Amanda also never talks about her body in a negative way around her children. If her child witnesses her trying on clothes, she references the clothing item as being the issue for an ill fit, not her body.
She goes on, “I never talk about my body in a negative way, and my husband does the same as well. He will never find me trying on a clothing item and saying, ‘Do I look fat in this?"‘ or commenting about my physical body. I'll comment about how the jeans don't fit my hips or the shirt is too loose here. I'm changing the clothes, not the body.”
Next, when it comes to how much (or how little) their child eats, the conversational tone always remains neutral and observational.
“We do not subscribe to the Clean Plate Club, meaning we don't tell our children that they have to eat what's on their plate. We provide a meal to them. They eat what they want. They can ask for seconds if they like. And if they say, ‘I'm not hungry,’ if they're not hungry, the plate goes into the refrigerator until they say they're hungry again,” she says.
“We honor their hunger cues, and when they say they're full, we believe them. We also don't reward them for eating all of their food. We don't even comment on it. ‘Wow, you're going to be so big and strong.’ We might say things like, ‘Wow, your body was really hungry today,’ but we don't comment about the volume that they're eating, ever, really. Unless I'm like, ‘What did you eat at school today?’ Because sometimes I'm worried that they didn't eat anything at school, but it's always a neutral conversation.”

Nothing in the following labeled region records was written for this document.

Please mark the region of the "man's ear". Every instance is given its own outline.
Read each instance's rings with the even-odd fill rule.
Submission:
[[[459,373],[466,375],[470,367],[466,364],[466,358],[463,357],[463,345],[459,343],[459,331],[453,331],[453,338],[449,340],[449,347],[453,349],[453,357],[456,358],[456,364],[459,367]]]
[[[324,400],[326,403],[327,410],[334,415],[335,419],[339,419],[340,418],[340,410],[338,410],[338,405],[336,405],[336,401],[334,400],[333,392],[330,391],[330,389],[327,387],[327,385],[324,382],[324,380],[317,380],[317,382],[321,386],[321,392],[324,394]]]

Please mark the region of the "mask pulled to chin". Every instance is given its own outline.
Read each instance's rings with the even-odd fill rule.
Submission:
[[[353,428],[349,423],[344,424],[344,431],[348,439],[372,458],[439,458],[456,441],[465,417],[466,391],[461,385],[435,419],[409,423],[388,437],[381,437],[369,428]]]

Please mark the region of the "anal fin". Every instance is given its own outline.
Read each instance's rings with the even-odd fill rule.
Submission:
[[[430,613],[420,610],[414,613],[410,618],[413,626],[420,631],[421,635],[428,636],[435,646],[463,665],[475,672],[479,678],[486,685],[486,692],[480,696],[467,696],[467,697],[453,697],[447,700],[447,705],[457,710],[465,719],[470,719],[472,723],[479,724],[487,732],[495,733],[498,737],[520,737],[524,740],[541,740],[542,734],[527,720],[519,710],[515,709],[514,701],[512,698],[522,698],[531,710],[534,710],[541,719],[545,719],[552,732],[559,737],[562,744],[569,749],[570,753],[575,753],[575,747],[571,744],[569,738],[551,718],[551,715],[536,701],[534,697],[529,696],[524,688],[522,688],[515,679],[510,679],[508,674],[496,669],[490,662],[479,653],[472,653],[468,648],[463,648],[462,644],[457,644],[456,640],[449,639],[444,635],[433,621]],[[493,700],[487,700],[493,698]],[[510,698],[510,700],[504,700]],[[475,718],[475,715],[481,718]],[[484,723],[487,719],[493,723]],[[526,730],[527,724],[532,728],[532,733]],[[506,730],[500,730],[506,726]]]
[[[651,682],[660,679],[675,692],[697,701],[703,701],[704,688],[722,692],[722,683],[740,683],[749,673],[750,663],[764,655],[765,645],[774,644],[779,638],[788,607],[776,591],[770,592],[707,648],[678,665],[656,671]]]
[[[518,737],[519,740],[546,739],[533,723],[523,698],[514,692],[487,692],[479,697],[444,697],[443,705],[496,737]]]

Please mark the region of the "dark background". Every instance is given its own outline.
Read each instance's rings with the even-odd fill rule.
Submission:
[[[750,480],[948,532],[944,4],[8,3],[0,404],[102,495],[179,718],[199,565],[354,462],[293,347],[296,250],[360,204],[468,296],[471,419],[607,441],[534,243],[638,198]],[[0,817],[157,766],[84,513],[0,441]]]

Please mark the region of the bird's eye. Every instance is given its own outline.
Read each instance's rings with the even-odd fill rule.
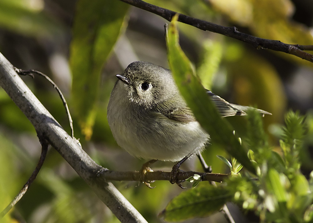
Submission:
[[[141,85],[141,89],[143,91],[146,91],[149,88],[149,84],[146,82],[145,82]]]

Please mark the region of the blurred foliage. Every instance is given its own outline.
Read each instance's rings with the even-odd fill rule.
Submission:
[[[293,17],[295,12],[298,17],[303,16],[307,24],[312,24],[313,5],[309,1],[305,3],[300,0],[147,1],[217,24],[234,25],[241,31],[260,37],[286,43],[304,45],[313,42],[311,27],[300,23]],[[138,170],[145,161],[131,157],[119,149],[106,120],[106,107],[116,81],[115,75],[125,68],[115,45],[127,46],[123,52],[130,61],[138,58],[168,67],[167,58],[162,56],[166,55],[167,50],[163,26],[168,22],[117,0],[91,2],[0,1],[0,52],[18,68],[39,70],[55,81],[67,98],[70,99],[69,106],[74,115],[75,136],[80,138],[83,148],[93,159],[112,170]],[[301,3],[305,4],[304,7],[301,7]],[[308,13],[305,14],[306,10]],[[248,177],[250,176],[244,172],[218,187],[200,182],[194,189],[174,198],[166,209],[171,211],[163,212],[165,219],[175,218],[175,212],[183,210],[180,209],[183,204],[187,205],[184,211],[179,212],[179,221],[210,215],[231,199],[241,209],[254,211],[261,220],[280,219],[288,222],[288,218],[291,218],[294,222],[311,221],[312,111],[307,112],[304,120],[297,114],[289,113],[285,128],[281,127],[287,106],[299,109],[302,114],[307,113],[308,107],[312,107],[300,98],[306,97],[307,101],[312,101],[312,88],[302,89],[301,86],[292,83],[295,87],[300,88],[301,94],[297,94],[290,91],[286,83],[297,76],[303,65],[311,69],[311,63],[285,53],[256,51],[244,43],[186,24],[177,25],[181,48],[195,65],[199,78],[197,80],[200,80],[203,86],[229,101],[255,106],[273,115],[264,118],[264,131],[260,117],[253,114],[247,119],[225,119],[236,131],[235,137],[230,136],[236,141],[234,143],[237,145],[240,136],[243,146],[249,149],[244,151],[244,155],[247,156],[247,153],[258,174],[253,176],[259,181],[251,180]],[[123,35],[123,39],[118,38],[120,35]],[[123,42],[125,39],[128,42]],[[133,57],[133,54],[137,57]],[[72,74],[66,71],[70,64]],[[312,70],[309,71],[311,74]],[[39,77],[23,79],[69,132],[64,108],[53,88]],[[303,81],[309,82],[310,80]],[[310,94],[305,94],[304,90]],[[293,102],[295,98],[295,104]],[[205,119],[203,119],[203,123]],[[305,123],[305,134],[301,121]],[[82,125],[84,123],[88,125]],[[217,132],[223,131],[218,130],[220,131]],[[214,134],[211,134],[212,137]],[[86,134],[89,141],[85,140]],[[218,136],[217,133],[215,135]],[[294,141],[296,138],[298,139]],[[227,166],[216,157],[219,155],[230,160],[225,143],[214,140],[213,139],[212,145],[204,151],[203,156],[212,166],[213,172],[228,172]],[[3,167],[0,169],[2,201],[0,209],[9,202],[30,176],[39,156],[38,141],[30,122],[0,89],[0,163]],[[235,148],[228,151],[235,152]],[[184,163],[182,169],[201,171],[200,164],[193,165],[193,161]],[[235,172],[239,166],[231,162],[230,171]],[[153,168],[169,170],[172,164],[160,162]],[[163,222],[156,217],[157,213],[181,191],[167,182],[155,183],[156,187],[153,190],[141,184],[138,186],[137,182],[114,183],[150,222]],[[185,183],[191,187],[191,184]],[[213,209],[206,206],[209,204],[205,202],[194,206],[195,199],[218,199],[212,195],[225,191],[232,196],[217,200],[221,201],[220,205]],[[185,197],[188,199],[182,201]],[[205,210],[200,211],[202,207]],[[195,207],[198,211],[191,211]],[[53,149],[49,150],[43,169],[24,197],[2,221],[35,223],[118,222]],[[219,213],[203,220],[191,221],[225,220]]]
[[[128,7],[112,1],[80,0],[76,5],[69,61],[73,76],[72,101],[82,131],[90,139],[101,70],[121,29],[124,29],[123,21]]]

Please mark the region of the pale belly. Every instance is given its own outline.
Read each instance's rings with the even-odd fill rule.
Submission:
[[[209,138],[196,121],[182,123],[165,117],[148,121],[124,119],[124,125],[109,123],[116,142],[131,155],[146,159],[179,161],[203,150]]]

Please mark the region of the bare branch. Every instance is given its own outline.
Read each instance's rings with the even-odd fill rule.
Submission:
[[[23,186],[18,194],[7,206],[0,213],[0,219],[3,218],[6,214],[9,211],[11,210],[11,209],[16,204],[16,203],[21,200],[21,198],[23,197],[23,196],[27,191],[27,189],[30,186],[30,185],[35,180],[38,173],[39,172],[39,171],[41,168],[42,165],[44,164],[44,161],[46,158],[46,155],[47,155],[47,152],[48,151],[48,146],[49,145],[45,140],[43,140],[41,141],[41,153],[40,154],[39,160],[38,161],[37,165],[36,165],[35,170],[34,170],[33,173],[31,175],[30,177],[27,181],[27,182]]]
[[[120,0],[135,7],[150,12],[170,22],[177,12],[148,3],[141,0]],[[246,42],[257,49],[269,49],[283,52],[313,62],[313,55],[305,53],[302,50],[312,50],[312,46],[300,45],[285,43],[279,40],[264,39],[241,32],[234,27],[227,27],[212,22],[193,18],[183,14],[179,14],[178,21],[192,26],[205,31],[210,31]],[[290,48],[293,46],[298,50]]]
[[[62,102],[63,102],[63,105],[64,106],[64,107],[65,108],[65,111],[66,112],[66,114],[67,115],[67,117],[69,118],[69,126],[71,128],[71,135],[72,136],[72,137],[73,138],[74,138],[74,129],[73,128],[73,120],[72,119],[72,116],[71,116],[71,114],[69,113],[69,107],[67,106],[67,103],[66,103],[66,101],[65,100],[65,98],[64,97],[64,96],[63,95],[63,94],[62,93],[62,92],[60,90],[60,88],[59,88],[58,86],[56,84],[54,83],[50,77],[47,76],[46,75],[42,73],[41,72],[36,71],[35,70],[21,70],[21,69],[19,69],[16,67],[14,68],[14,70],[15,70],[15,71],[16,72],[20,75],[28,75],[31,77],[33,78],[34,78],[34,77],[33,74],[38,74],[38,75],[40,75],[42,77],[43,77],[45,78],[48,80],[48,81],[50,82],[50,83],[53,86],[53,87],[54,88],[54,89],[56,90],[58,92],[58,93],[59,94],[59,95],[60,96],[60,97],[61,98],[61,100],[62,100]]]
[[[97,176],[102,169],[65,132],[0,53],[0,86],[42,136],[63,156],[122,222],[147,221],[113,184]]]
[[[103,177],[107,180],[126,181],[140,181],[140,172],[138,171],[125,172],[114,171],[104,169],[99,171],[99,176]],[[177,178],[179,180],[186,180],[195,174],[201,176],[203,181],[214,181],[220,182],[229,174],[221,173],[201,173],[193,171],[179,172]],[[169,181],[170,172],[163,172],[162,171],[155,172],[147,172],[145,175],[145,179],[147,181]]]

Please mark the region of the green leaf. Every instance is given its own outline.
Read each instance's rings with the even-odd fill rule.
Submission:
[[[206,91],[196,76],[193,67],[181,48],[177,27],[177,16],[170,25],[167,36],[168,59],[178,88],[203,128],[211,139],[223,145],[232,156],[249,171],[255,172],[247,152],[233,135],[233,128],[218,114]]]
[[[72,104],[87,139],[92,134],[101,69],[124,30],[128,7],[118,1],[80,0],[77,3],[70,58]]]
[[[271,169],[269,171],[267,182],[269,188],[275,195],[277,201],[285,202],[286,192],[281,183],[280,178],[279,174],[276,170]]]
[[[218,158],[220,159],[222,161],[224,162],[226,164],[226,165],[229,167],[229,168],[230,168],[230,170],[231,170],[232,167],[232,164],[230,163],[230,162],[228,161],[228,160],[225,158],[223,156],[219,156],[218,155],[216,156],[218,157]]]
[[[233,157],[232,157],[232,166],[233,166],[232,172],[235,174],[238,173],[244,167],[242,164],[238,162]]]
[[[184,191],[174,198],[159,216],[168,221],[204,217],[219,211],[233,196],[222,187],[198,187]]]
[[[23,35],[59,38],[64,27],[44,12],[43,1],[0,1],[0,27]]]
[[[220,42],[211,40],[206,40],[203,47],[203,58],[197,74],[204,87],[211,89],[212,81],[221,62],[223,47]]]

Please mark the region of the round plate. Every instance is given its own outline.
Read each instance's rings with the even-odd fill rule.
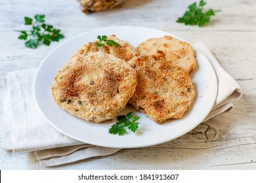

What is her motivation behind all this extra effort into ensuring her kids have a healthy relationship with food and self image? As a kid, she was inundated with constant talk about food and diet culture.
“I do this because there are so many times in my life, in my childhood, that I remember adults making comments about the foods that I were eating, or not eating, or my family putting a lot of restriction on what I could and couldn't eat, and it definitely created very disordered eating in me. I just want my children to avoid that,” she explained.
After her video went viral, other moms weighed in with their own food trauma and unhealthy habits, noting that the work Amanda is doing is so important.
“It's SO refreshing to hear someone who thinks/talks like me and was stuck on a diet for most of my life,” one user wrote.
The OP replied, “it took so long to break out of that cycle! I never want my kids to even start!!”
Another said, “This is amazing 😍 I got emotional thinking about how wonderful this would have been in my childhood.”
“If you know better, then do better! 🥰🥰🥰 I think my parents wish they could have raised me this way too,” Amanda responded.